Because the information that we’ll store into Neo4j will be this (consider that the order is not guaranteed):
MyNodeWithFlattenedMap { id: 'Foo', time: 1, `table.key.inner.key`: 'innerValue' // but it could be `value` as the order is not guaranteed } MyNodeWithFlattenedMap { id: 'Bar', time: 1, `table.key.inner.key`: 'innerValue1' // but it could be `value1` as the order is not guaranteed }
Group duplicated keys to array of values
You can use the option schema.map.group.duplicate.keys
to avoid this problem. The connector will group all the values with the same keys into an array.

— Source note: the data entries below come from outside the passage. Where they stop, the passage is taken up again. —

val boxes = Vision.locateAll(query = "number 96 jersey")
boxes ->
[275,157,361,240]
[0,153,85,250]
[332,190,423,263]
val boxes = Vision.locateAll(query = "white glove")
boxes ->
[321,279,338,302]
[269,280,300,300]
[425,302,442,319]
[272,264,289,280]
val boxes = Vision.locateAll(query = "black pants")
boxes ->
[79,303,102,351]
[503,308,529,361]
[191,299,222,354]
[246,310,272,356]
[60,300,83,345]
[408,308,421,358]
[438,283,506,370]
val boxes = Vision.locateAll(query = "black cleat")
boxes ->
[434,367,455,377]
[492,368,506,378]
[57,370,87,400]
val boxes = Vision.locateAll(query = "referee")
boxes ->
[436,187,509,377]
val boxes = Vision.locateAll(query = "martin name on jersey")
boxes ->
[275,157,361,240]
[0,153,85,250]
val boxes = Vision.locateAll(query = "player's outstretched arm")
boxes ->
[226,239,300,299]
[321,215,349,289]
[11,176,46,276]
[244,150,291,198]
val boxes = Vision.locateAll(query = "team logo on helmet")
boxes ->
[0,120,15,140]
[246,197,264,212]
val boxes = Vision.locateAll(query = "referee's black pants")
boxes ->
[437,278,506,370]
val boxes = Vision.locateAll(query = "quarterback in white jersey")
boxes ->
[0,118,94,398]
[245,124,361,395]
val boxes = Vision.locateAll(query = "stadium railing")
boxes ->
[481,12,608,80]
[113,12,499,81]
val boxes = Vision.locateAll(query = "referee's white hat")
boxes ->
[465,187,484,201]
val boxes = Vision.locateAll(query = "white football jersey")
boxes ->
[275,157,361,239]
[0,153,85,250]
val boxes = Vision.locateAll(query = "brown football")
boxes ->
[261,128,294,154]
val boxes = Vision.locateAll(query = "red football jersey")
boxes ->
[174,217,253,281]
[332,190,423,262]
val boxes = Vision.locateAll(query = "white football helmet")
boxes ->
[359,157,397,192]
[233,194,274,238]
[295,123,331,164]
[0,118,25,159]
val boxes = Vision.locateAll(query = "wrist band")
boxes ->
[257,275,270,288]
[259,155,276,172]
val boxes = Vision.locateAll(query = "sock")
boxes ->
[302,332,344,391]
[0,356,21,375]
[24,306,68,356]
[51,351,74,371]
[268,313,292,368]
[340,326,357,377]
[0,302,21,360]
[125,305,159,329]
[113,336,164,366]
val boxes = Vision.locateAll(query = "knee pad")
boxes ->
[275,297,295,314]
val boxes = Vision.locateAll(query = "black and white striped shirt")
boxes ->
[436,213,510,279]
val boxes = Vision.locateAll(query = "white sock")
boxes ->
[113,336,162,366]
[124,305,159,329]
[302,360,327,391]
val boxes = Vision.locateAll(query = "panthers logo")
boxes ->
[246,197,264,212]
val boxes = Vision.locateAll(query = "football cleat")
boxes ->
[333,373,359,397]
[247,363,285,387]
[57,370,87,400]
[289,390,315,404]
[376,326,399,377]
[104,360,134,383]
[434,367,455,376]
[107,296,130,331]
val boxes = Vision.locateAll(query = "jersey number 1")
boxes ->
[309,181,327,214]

The default value for the option is false
.
In a scenario like this:
val data = Seq(
("Foo", 1, Map("key.inner" -> Map("key" -> "innerValue"), "key" -> Map("inner.key" -> "value"))),
("Bar", 1, Map("key.inner" -> Map("key" -> "innerValue1"), "key" -> Map("inner.key" -> "value1"))),
).toDF("id", "time", "table")
data.write
.mode(SaveMode.Append)
.format(classOf[DataSource].getName)
.option("url", SparkConnectorScalaSuiteIT.server.getBoltUrl)
.option("labels", ":MyNodeWithFlattenedMap")
.option("schema.map.group.duplicate.keys", true)
.save()
the output would be:
MyNodeWithFlattenedMap { id: 'Foo', time: 1, `table.key.inner.key`: ['innerValue', 'value'] // the order is not guaranteed } MyNodeWithFlattenedMap { id: 'Bar', time: 1, `table.key.inner.key`: ['innerValue1', 'value1'] // the order is not guaranteed }
Constraint type mapping
Spark type |
Neo4j Type |
BooleanType |
BOOLEAN |
StringType |
STRING |
IntegerType |
INTEGER |
LongType |
INTEGER |
FloatType |
FLOAT |
DoubleType |
FLOAT |
DateType |
DATE |
TimestampType |
LOCAL DATETIME |
Custom |
POINT |
Custom |
DURATION |
DataTypes.createArrayType(BooleanType, false) |
LIST<BOOLEAN NOT NULL> |
DataTypes.createArrayType(StringType, false) |
LIST<STRING NOT NULL> |
DataTypes.createArrayType(IntegerType, false) |
LIST<INTEGER NOT NULL> |
DataTypes.createArrayType(LongType, false) |
LIST<INTEGER NOT NULL> |
DataTypes.createArrayType(FloatType, false) |
LIST<FLOAT NOT NULL> |
DataTypes.createArrayType(DoubleType, false) |
LIST<FLOAT NOT NULL> |
DataTypes.createArrayType(DateType, false) |
LIST<DATE NOT NULL> |
DataTypes.createArrayType(TimestampType, false) |
LIST<LOCAL DATETIME NOT NULL> |
DataTypes.createArrayType(pointType, false) |
LIST<POINT NOT NULL> |
DataTypes.createArrayType(durationType, false) |
LIST<DURATION NOT NULL> |
For the arrays in particular we use the version without null elements as Neo4j does not allow to have them in arrays.